Pendant ce temps nos politiciens pantins comptent leurs points gagnés à coups de discours plein d'émotions et nous font les poches, nous mentent, oui mais avec le sourire madame, en réduisant mandat après mandat ceux qui ont le droit d'être considérés par la sociétés.

Pendant ce temps-là on interroge pas nos responsabilités. Qu'avons-nous fait avec l'urbanisme qui cloisonne et sépare et compromet l'intégration de tous, depuis 50 ou 60 ans ? Qu'avons-nous fait en permettant à nos petits racismes et sexismes ordinaires de s'exprimer, ou bien en ne nous élevant pas contre celui des autres ?

Alors quoi ? On continue à faire comme si c'était la faute de l'autre, sans se demander où s'arrêtera la définition de l'autre ? On s'équipe de politiciens encore pire que ceux qu'on a, on attend que ça pète de partout en se fermant à tout ce qui ne se passe pas en bas de chez nous ?

Et on verra après si nos enfants, ou les enfants de nos enfants, profiteront d'un rebond de monde un peu meilleur ?

Je pleure du monde qu'on laisse exister en se disant que c'est la faute des autres, si on en est là.

Et je pense à nos camarades danois qui eux, n'ont pas été si longs à trouver qu'il fallait se dresser à nos côtés, quand ça a pété sous nos yeux et qu'on trouvait que çay tay trop nul, le terrorisme, bouh le vilains méchants, moi chuis contre la guerre et pour la paix dans le monde et mort aux vaches.

(Oui je suis en colère, très).

lundi 9 février 2015

Surdité partielle à Colombes

Or donc au premier conseil d'école de l'école en bas de la maison, que fréquente ma fille avec assiduité, nous avions appris que c'était pire que ce qu'on croyait.

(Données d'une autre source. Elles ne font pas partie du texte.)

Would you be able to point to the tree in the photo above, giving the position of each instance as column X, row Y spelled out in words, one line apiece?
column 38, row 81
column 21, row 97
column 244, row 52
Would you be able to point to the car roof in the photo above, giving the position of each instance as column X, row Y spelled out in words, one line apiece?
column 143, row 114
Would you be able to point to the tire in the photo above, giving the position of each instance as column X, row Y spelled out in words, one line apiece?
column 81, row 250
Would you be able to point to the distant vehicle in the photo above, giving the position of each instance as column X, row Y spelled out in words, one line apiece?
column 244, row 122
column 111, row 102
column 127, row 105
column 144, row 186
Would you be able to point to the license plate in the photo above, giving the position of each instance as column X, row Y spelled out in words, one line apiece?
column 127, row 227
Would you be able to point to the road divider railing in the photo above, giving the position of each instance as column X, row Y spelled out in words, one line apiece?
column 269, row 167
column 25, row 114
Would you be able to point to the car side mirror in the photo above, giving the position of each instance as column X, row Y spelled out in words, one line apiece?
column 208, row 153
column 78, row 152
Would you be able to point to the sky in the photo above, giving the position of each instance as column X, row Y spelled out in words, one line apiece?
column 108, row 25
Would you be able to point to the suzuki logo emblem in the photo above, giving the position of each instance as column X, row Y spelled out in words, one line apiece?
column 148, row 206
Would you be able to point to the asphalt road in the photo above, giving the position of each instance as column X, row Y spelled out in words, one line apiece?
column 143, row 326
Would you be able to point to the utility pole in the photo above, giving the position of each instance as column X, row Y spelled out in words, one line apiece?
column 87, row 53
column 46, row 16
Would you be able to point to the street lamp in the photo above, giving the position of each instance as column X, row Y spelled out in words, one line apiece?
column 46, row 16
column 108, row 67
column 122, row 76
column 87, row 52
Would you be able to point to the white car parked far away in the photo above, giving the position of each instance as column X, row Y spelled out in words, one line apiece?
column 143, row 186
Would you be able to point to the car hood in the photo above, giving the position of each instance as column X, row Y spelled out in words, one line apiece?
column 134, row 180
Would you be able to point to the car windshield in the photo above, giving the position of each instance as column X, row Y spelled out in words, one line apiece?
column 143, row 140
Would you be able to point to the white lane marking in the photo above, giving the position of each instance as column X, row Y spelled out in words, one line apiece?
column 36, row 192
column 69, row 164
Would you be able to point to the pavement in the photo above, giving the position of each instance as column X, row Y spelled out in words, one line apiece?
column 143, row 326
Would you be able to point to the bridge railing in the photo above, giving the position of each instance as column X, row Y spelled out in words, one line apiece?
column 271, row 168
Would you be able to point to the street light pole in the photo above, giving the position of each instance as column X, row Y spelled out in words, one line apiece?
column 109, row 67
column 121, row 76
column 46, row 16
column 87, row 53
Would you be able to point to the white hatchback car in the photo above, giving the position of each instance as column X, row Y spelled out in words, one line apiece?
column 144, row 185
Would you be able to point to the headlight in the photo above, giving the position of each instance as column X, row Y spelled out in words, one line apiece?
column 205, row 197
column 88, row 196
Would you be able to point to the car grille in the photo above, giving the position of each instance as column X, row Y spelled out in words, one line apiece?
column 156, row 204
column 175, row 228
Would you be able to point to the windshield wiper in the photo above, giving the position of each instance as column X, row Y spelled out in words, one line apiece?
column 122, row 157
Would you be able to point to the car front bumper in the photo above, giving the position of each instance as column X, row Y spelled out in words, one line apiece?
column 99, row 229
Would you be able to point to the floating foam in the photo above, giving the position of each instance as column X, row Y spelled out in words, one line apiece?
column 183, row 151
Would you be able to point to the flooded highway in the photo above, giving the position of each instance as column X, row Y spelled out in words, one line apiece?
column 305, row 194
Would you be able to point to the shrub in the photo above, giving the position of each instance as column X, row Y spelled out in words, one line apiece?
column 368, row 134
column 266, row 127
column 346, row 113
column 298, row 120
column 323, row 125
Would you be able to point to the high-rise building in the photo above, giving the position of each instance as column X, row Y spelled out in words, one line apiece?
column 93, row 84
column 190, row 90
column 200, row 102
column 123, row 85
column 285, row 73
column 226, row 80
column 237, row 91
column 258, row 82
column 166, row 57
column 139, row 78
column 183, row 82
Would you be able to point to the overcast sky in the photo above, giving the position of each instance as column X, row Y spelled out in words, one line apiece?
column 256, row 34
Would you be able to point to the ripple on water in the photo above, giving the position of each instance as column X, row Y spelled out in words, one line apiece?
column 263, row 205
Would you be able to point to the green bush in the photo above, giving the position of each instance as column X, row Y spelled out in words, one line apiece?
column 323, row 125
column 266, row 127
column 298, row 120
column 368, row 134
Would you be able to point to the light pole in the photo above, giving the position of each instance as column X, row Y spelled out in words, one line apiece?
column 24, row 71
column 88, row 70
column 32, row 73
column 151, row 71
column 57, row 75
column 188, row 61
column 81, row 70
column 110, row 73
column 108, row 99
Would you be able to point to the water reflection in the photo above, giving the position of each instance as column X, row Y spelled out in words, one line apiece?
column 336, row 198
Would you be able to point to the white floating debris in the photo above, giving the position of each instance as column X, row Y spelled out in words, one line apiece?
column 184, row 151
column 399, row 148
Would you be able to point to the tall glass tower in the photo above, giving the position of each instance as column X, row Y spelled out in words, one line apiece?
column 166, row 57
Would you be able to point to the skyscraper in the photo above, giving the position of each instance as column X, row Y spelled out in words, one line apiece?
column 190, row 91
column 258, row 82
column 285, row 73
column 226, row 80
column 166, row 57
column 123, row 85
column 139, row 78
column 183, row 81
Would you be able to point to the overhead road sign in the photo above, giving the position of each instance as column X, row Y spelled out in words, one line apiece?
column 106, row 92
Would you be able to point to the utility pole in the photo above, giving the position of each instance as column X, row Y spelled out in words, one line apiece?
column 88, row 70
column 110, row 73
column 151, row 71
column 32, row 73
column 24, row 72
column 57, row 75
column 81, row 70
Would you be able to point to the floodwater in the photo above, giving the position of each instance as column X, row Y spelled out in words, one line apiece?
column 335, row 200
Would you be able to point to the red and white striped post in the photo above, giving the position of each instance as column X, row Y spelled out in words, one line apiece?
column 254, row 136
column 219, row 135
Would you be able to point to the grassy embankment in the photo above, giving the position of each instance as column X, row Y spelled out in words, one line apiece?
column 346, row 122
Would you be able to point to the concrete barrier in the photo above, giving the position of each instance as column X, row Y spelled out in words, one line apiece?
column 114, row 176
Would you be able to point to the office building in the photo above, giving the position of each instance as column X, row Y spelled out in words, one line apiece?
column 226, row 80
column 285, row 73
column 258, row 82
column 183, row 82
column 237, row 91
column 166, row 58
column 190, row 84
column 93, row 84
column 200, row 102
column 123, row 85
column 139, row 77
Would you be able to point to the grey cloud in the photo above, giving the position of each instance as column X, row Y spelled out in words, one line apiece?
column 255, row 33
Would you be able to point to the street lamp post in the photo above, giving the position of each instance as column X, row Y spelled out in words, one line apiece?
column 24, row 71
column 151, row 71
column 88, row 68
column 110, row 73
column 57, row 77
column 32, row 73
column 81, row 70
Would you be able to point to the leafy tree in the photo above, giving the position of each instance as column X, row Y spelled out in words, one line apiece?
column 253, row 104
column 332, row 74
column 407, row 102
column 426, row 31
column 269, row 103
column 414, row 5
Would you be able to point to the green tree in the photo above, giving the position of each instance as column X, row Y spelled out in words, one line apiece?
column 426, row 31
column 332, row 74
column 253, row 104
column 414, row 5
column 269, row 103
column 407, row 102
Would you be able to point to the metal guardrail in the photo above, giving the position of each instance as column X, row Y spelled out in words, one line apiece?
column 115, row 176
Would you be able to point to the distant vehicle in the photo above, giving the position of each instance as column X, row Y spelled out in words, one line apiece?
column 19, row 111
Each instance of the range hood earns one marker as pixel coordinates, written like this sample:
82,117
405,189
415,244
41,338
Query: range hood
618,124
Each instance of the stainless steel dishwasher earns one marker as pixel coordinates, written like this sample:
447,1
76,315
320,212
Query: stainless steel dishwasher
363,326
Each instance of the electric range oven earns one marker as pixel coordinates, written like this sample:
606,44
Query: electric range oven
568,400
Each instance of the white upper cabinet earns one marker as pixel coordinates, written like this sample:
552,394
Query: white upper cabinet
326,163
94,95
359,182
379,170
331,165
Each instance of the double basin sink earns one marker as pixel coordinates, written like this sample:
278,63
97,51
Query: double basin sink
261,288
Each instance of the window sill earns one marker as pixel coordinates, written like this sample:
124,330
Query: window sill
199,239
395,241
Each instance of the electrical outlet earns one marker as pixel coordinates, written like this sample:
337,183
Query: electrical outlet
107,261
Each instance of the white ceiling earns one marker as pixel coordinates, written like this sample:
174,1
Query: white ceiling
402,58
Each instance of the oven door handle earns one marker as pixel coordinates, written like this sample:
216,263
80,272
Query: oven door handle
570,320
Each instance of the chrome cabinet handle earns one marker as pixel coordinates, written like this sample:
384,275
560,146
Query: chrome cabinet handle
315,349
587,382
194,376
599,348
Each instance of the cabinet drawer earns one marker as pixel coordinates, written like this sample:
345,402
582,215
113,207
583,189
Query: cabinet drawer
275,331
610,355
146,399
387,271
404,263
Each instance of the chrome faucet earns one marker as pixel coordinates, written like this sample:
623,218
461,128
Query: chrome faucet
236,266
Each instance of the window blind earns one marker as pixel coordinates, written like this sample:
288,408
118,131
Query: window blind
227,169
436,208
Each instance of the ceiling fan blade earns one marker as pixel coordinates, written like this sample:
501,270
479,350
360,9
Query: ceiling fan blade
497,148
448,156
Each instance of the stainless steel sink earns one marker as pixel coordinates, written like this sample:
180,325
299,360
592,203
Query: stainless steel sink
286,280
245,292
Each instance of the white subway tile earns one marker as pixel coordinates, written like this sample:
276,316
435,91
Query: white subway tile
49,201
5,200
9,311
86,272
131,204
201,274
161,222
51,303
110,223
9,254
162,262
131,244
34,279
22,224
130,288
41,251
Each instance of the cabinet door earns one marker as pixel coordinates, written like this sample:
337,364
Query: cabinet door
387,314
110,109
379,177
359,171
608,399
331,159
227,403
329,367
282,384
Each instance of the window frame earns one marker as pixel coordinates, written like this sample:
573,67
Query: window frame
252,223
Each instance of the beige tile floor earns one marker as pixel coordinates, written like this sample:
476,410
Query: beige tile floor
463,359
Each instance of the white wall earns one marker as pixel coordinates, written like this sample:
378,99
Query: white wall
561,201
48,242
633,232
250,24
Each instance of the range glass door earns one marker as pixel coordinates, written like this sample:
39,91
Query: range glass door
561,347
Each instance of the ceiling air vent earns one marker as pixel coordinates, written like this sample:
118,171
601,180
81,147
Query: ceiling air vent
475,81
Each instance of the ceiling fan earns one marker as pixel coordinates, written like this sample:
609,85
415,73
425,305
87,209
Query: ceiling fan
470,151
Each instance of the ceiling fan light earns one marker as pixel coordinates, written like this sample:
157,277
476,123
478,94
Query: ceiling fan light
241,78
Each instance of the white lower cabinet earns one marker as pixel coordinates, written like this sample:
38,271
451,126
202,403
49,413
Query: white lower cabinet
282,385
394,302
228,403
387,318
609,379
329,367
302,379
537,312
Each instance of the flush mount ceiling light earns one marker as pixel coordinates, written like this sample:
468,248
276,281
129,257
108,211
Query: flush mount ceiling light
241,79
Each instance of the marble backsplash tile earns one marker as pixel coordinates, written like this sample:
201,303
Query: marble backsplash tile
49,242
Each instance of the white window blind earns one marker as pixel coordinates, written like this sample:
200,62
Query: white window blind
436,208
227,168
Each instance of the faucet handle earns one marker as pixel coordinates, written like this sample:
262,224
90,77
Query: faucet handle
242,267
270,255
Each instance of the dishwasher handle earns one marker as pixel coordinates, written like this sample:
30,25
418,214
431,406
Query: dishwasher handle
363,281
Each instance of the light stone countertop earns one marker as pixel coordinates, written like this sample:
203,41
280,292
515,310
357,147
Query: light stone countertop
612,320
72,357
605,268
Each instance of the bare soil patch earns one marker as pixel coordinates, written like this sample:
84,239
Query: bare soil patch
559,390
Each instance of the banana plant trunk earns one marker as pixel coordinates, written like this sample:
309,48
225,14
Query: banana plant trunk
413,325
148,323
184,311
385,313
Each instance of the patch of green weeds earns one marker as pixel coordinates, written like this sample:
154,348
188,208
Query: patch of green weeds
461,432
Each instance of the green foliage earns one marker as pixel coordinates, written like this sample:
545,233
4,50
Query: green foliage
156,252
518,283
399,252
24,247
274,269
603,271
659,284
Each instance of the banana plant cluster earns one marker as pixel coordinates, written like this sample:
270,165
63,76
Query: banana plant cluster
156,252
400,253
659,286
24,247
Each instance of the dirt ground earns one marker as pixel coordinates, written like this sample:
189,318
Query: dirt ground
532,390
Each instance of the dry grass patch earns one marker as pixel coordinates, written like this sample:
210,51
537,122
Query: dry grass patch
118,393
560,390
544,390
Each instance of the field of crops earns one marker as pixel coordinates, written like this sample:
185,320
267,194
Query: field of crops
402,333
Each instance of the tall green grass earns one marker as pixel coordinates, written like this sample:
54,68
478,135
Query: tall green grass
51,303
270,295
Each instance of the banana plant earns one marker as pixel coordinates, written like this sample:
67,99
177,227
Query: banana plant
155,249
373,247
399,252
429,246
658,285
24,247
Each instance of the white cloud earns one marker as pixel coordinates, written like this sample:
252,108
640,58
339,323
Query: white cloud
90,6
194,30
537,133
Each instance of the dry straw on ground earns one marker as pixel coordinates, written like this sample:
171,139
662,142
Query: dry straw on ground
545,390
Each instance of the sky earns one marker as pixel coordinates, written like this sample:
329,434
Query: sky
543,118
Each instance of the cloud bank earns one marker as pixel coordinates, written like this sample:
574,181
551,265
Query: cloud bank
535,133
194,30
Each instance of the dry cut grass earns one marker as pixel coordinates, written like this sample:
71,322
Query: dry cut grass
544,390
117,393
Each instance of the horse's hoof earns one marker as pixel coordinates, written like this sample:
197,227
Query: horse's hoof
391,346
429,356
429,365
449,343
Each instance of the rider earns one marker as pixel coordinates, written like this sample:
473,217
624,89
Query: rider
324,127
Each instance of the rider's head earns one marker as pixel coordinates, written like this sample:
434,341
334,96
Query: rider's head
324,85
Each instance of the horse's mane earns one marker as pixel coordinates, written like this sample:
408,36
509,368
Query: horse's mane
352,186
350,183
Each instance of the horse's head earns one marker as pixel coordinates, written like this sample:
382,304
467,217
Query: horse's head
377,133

Pas une fenêtre qui n'avait besoin de réparation (ou de changement). Des revêtements de sol épuisés. Des stores absents, ou cassés. Des éléments de sécurité hors d'état. Plus de lumière aux abords de l'école. Plus de serviettes en papier dans les toilettes. J'en passe.

Le représentant du conseil municipal avait quitté la séance en plein milieu du conseil.

Depuis il a fait une visite de repérage de travaux à faire. Qui devaient être "votés au budget". Pas de nouvelles.

Depuis les services vétérinaires sont passés à la cantine et ont noté de graves manquements : pas de séparation entre le sale et le propre, pas de locaux/vestiaires pour les agents, entre autres. Il a fallu une menace de fermeture pour que la municipalité se décide à réaliser des travaux (qui ne sont pas encore datés).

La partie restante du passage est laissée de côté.